NaNoWriMo 2016: Preparing for Hell on Earth. (Don’t worry. It’s just your novel bursting out of your chest.)

NaNoWriMo (National Novel Writing Month) is just around the corner. In a little over a month, a bunch of stressed, psychopathic authors are going to band together and attempt to write 50,000 words in thirty days. Every year, I give a lot of my blog space over to sharing my tips, tricks, and general advice to surviving the intense writing marathon that is NaNoWriMo.


For my opening post of NaNoWriMo 2016, I’m going to talk about what NaNoWriMo is all about, the things you may (or may not) need to participate, and what to expect. Old hands at this probably won’t get a whole lot out of this post, so scroll down to the bottom. There will be writing challenges for you to think about including in your NaNo project!


How NaNoWriMo Works

Starting November 1, you will write 1,667 words a day for 30 days. The official rules are simple: You must begin the novel on November 1.


When I used to be an ML (Municipal Liaison) the golden rule was set in stone and I had to adhere to it, because I was an example to everyone else participating. Now that I am no longer an official ML, I have three words to say about that rule: fuck that shit.

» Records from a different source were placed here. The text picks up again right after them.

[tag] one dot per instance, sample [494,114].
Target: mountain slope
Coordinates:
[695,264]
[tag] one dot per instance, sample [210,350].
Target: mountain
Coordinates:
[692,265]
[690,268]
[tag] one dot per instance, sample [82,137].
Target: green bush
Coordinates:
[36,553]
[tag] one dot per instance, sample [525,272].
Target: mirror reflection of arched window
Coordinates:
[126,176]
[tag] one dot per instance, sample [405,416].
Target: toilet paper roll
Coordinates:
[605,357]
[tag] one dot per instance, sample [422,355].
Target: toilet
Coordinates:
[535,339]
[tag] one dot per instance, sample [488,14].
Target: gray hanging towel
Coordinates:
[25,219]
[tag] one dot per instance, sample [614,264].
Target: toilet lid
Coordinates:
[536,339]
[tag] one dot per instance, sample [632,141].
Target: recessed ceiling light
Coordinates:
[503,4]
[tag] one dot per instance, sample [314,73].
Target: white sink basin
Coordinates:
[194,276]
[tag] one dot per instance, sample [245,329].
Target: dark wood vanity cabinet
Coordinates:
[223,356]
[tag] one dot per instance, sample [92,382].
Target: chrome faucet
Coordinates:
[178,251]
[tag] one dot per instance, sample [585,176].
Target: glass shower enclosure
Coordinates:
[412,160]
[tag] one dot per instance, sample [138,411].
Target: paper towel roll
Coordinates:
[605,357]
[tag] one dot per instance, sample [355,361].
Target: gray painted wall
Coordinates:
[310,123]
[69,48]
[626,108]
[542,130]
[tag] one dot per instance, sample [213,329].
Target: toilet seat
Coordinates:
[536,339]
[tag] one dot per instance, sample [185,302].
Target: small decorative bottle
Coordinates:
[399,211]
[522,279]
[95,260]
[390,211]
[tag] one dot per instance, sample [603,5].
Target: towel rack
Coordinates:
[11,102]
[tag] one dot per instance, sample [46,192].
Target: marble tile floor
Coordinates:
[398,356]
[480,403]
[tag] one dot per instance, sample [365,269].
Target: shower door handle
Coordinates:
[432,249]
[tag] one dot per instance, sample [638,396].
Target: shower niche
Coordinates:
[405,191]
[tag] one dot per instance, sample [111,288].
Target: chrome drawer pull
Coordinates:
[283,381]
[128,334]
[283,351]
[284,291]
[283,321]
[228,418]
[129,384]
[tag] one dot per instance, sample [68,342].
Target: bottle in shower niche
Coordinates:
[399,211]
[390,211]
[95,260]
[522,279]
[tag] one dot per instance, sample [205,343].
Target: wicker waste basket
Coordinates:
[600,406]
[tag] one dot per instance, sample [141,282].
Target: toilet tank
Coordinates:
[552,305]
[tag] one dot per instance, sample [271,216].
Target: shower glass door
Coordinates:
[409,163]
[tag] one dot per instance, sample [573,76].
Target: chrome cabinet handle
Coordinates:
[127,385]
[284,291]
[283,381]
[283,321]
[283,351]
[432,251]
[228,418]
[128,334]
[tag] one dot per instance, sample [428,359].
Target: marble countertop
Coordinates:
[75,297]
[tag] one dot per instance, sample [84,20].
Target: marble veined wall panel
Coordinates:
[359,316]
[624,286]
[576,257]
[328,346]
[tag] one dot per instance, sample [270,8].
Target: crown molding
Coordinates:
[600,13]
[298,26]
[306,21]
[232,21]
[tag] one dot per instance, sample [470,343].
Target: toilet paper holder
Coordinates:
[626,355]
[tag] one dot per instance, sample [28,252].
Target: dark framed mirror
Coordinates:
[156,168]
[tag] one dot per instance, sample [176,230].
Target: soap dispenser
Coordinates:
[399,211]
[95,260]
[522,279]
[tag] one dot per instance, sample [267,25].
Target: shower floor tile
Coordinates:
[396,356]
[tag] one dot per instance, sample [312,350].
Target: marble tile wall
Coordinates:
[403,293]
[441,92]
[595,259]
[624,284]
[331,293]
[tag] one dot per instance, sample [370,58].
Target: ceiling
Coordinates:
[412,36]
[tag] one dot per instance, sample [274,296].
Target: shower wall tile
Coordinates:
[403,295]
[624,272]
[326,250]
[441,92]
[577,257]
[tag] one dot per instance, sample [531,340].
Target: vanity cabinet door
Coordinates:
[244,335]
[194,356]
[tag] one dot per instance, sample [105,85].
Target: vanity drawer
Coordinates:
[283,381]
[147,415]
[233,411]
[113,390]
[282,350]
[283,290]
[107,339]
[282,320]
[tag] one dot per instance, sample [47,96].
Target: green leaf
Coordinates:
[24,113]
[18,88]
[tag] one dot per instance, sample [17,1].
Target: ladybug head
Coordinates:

NaNoWriMo serves one very specific purpose: to get you to write.


Some people take it seriously, viewing it as a competition. You know what? Do whatever you have to to write those words and finish your book. If you have to pick up a manuscript you have been crying over for ten years to get it finished, do that. Just… don’t tell anyone. Our secret, kay?


Pantsers, read the message at the bottom of this page. Plotters, keep reading!

Plotters, you have a little over a month to get your book ready to go. I’ll be talking more about everything in detail over the next few posts, but I wanted to give you a basic guideline on what you’ll need to make your story come together. This won’t work for everyone. This works for me, and these are things I think about.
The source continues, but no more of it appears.